“Cuidado para que vocês não sejam enganados” (Lucas 21,5-19)

Resultado de imagem para apocalipseChegando ao fim do ano litúrgico, encontramos uma das passagens chamadas “apocalípticas” de Lucas. É um texto realmente complexo, que olha em duas direções: lendo o que foi escrito pelo ano 85, o leitor pode olhar para trás para 19, 47 - 21,4, e ve, fazendo uma leitura teológica, a consequência da rejeição de Jesus e do seu ensinamento pelos líderes do Templo (a destruição do Templo pelos Romanos sob Tito no ano 70 d.C); também o leitor pode olhar além dos eventos de Lucas 22-23 e ver a vindicação do Filho do Homem por Deus, e o fortalecimento por Jesus dos seus discípulos, que serão perseguidos por sua fidelidade a Ele.
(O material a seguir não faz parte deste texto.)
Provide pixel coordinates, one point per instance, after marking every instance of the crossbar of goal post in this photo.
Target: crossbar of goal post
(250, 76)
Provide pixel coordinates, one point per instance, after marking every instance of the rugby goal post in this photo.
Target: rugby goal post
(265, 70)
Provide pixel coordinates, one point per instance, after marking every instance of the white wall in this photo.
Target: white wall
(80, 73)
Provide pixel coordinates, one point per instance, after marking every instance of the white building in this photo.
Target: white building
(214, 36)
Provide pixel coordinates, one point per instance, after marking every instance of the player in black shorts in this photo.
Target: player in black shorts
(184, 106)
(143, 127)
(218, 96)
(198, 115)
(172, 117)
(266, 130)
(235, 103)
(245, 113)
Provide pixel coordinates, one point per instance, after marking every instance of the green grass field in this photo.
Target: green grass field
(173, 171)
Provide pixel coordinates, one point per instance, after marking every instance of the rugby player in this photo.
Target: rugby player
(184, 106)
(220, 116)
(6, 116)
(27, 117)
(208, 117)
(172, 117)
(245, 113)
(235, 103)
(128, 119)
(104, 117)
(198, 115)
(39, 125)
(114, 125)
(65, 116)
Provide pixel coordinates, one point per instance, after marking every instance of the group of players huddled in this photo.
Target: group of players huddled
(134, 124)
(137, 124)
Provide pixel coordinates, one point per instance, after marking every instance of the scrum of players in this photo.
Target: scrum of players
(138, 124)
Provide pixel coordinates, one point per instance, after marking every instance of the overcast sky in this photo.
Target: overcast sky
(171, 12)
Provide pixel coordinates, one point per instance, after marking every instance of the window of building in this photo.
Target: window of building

A passagem (que na realidade continua até v. 38) pode ser dividida da seguinte maneira:

1) Introdução (vv. 5-7)
2) Exortação inicial (vv. 8-9)
3) Desastres cósmicos (vv. 10-11)
4) Eventos que precederão o fim do mundo - cristãos serão perseguidos; (vv. 12-19); a destruição de Jerusalém (vv. 20-24).
5) Desastres cósmicos (vv. 25-33)
6) Exortação final (vv. 34-36)
7) Inclusão com 19, 47-48 (vv. 36-38)

Esse esquema mostra como, no texto, os eventos do fim do mundo são relacionados à destruição de Jerusalém, e assim sublinha a mensagem cristológica: a crise que Jerusalém enfrentou no ministério de Jesus é uma previsão da crise que Ele e a Sua mensagem, e especialmente a Sua vinda como o Filho do Homem, trarão a “todos aqueles que habitam a face de toda a terra” (v. 35).

Um termo que perpassa o texto a partir do v. 7 é “estas coisas”. Este termo muda de referências durante a passagem - da destruição do Templo para a destruição de Jerusalém para a destruição do mundo todo.

Os discípulos devem cuidar para não serem enganados por falsos Messias! E não devem impressionar-se com guerras, revoluções ou outros eventos estrondosos. Uma advertência que vale muito para os dias de hoje! É só lembrar algumas reações fundamentalistas diante dos eventos mais chocantes nos dias de hoje! Quantos falsos Messias, quanto pavor, quantos profetas de destruição! Mas não é ainda o fim.

A partir de versículo 12, Jesus procura animar os seus discípulos, para que possam aguentar a perseguição futura (que na verdade já estava começando no tempo de Lucas). E a perseguição não viria somente da parte das autoridades do Império (a de Nero já tinha acontecido quase vinte anos antes, embora, na prática, limitada à cidade de Roma). Os próprios pais, parentes e amigos tornar-se-iam perseguidores. Realmente isso aconteceria a partir do ano 85, quando o judaísmo se reorganizou na forma rabínica, com o Sínodo de Jâmnia. A partir de então, crescia o racha entre cristãos-judeus e os judeus da linha farasaica, com os primeiros sendo expulsos da sinagoga, e vistos como traidores do seu povo, da sua herança, da sua fé já vista. Com certeza, no tempo de Lucas, muitos já estavam vacilando diante dessa situação de insegurança e perigo, e por isso o evangelista destaca tanto a exortação de Jesus à perseverança e confiança.

A situação nossa de hoje é bem diferente - nós não formamos uma minoria perseguida (no Brasil – mas a realidade é bem diferente para cristãos em vários países do Oriente, por exemplo)! Mas a mensagem permanece válida - ser cristão implica carregar a cruz! Não é possível servir Jesus e os valores desta sociedade consumista e excludente! Ser cristão é muitas vezes andar na contramão da sociedade, e acarreta necessariamente conflitos com um mundo regido por outros valores. Uma Igreja acomodada, que não incomoda a sociedade vigente, não seria Igreja do seguimento fiel de Jesus. (As falas e ações do atual Papa já estão incomodando muita gente, inclusive dentro da Igreja, pois demonstram que o seguimento de Jesus exige ações concretas que nos põe em choque com a sociedade dominante e questiona uma prática religiosa alienada e alienante!) Como é tentador buscar uma religião só de consolo e prática individual - uma religião que a sociedade até estimula, pois relega o Evangelho à esfera do íntimo, e tira dele a sua força transformadora. Lucas não nos deixa esquecer que a fé em Jesus é altamente perigosa, pois não se conforma com o mal, e por isso mesmo exige o seguimento de Jesus “no caminho” - até Jerusalém, a cruz - e a Ressurreição.